Dans son diplôme de doctorat on conseille de donner à Jean Paul II le titre de “Grand”, titre qui, selon l’Annuaire pontifical, n’a été attribué jusqu’à présent qu’à trois saints pontifes du premier millénaire (Léon Ier, Grégoire Ier et Nicolas Ier). S’agit-il seulement d’un geste de courtoisie?
SEPE: Ce n’est pas la première fois que j’entends souhaiter que le titre de “Grand” soit attribué au Pape. D’autres l’ont déjà fait et pas seulement à l’intérieur de l’Église catholique. Il s’agit d’une reconnaissance, y compris au niveau international, de sa grande personnalité. Les non-catholiques et les non-chrétiens reconnaissent la grandeur morale de ce Pape qui, de fait, est devenu un point de référence pour tout le monde. Même si le message qu’il proclame n’est pas toujours entendu.

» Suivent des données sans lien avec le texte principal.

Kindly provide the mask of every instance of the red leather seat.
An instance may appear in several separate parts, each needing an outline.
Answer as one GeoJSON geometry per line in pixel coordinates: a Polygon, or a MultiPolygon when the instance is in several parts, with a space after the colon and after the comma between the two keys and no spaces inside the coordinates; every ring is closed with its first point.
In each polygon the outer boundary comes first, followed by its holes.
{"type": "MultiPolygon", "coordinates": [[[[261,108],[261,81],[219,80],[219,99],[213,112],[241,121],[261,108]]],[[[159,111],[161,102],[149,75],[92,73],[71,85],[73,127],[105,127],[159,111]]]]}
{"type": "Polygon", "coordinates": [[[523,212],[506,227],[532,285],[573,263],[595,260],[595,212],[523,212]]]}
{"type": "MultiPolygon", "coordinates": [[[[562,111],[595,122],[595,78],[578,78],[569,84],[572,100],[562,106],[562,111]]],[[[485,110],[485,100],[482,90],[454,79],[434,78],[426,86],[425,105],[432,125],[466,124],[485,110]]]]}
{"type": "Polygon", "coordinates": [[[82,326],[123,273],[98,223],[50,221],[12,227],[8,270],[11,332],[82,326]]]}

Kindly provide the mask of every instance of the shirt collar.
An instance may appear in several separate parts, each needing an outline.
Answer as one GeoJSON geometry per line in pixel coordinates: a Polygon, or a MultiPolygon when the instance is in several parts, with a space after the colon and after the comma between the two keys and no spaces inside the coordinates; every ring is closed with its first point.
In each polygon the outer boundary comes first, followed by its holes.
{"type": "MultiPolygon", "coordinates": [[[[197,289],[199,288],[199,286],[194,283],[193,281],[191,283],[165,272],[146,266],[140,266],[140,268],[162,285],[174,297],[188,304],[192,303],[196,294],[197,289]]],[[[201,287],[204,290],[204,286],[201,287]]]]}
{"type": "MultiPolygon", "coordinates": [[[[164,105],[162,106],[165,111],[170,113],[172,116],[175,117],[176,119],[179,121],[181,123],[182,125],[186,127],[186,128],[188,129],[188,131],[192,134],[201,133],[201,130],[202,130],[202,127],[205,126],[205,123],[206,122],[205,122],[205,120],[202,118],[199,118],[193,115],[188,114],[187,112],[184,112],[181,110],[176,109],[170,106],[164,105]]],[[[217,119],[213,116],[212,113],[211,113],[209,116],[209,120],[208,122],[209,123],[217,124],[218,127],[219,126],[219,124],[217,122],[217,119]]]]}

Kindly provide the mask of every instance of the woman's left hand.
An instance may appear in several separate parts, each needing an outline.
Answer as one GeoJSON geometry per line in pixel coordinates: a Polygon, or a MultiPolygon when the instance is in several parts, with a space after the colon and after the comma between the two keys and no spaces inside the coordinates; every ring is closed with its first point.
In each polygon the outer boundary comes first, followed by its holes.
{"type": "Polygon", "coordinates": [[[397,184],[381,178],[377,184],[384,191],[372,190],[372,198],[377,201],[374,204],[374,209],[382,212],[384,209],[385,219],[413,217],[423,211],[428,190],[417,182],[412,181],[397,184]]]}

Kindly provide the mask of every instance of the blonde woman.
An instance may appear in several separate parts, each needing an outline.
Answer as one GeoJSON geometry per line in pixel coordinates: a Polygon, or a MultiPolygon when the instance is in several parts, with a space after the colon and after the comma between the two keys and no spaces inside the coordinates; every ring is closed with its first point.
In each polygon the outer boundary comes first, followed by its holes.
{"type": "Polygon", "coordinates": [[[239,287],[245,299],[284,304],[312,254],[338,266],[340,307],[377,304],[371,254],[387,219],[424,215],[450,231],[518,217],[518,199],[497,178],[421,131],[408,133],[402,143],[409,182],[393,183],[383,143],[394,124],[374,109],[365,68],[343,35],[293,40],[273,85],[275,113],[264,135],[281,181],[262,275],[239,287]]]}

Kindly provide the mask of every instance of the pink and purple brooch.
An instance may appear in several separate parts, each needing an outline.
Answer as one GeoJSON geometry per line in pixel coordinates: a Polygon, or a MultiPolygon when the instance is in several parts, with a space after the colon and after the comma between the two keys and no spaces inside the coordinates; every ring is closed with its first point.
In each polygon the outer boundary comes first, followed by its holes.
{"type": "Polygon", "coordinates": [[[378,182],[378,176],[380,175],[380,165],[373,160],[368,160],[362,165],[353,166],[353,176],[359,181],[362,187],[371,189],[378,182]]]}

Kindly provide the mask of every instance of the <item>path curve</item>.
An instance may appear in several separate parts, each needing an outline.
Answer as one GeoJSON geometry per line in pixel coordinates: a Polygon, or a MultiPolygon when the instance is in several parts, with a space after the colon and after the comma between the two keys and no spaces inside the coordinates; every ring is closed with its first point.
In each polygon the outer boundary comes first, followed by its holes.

Éminence, une question sur l’activité de la Congrégation que vous présidez. Pouvez-vous nous dire dès à présent quelque chose sur la façon dont sera célébrée la Journée missionnaire mondiale, prévue pour le dimanche 19 octobre?
SEPE: La Journée missionnaire mondiale coïncide cette année avec deux événements importants: le vingt-cinquième anniversaire du pontificat, qui tombe le jeudi 16 octobre et la cérémonie de béatification de Mère Teresa de Calcutta prévue justement pour le dimanche 19 octobre. Nous avons donc pensé à une veillée de prière qui se déroulera l’après-midi et le soir du samedi 18. Il y aura une représentation des cinq continents pour mettre en évidence la dimension missionnaire de l’Église qui, aujourd’hui, voit spécialement dans les laïcs et les catéchistes une force vive de l’implantatio Ecclesiae dans les territoires de première évangélisation.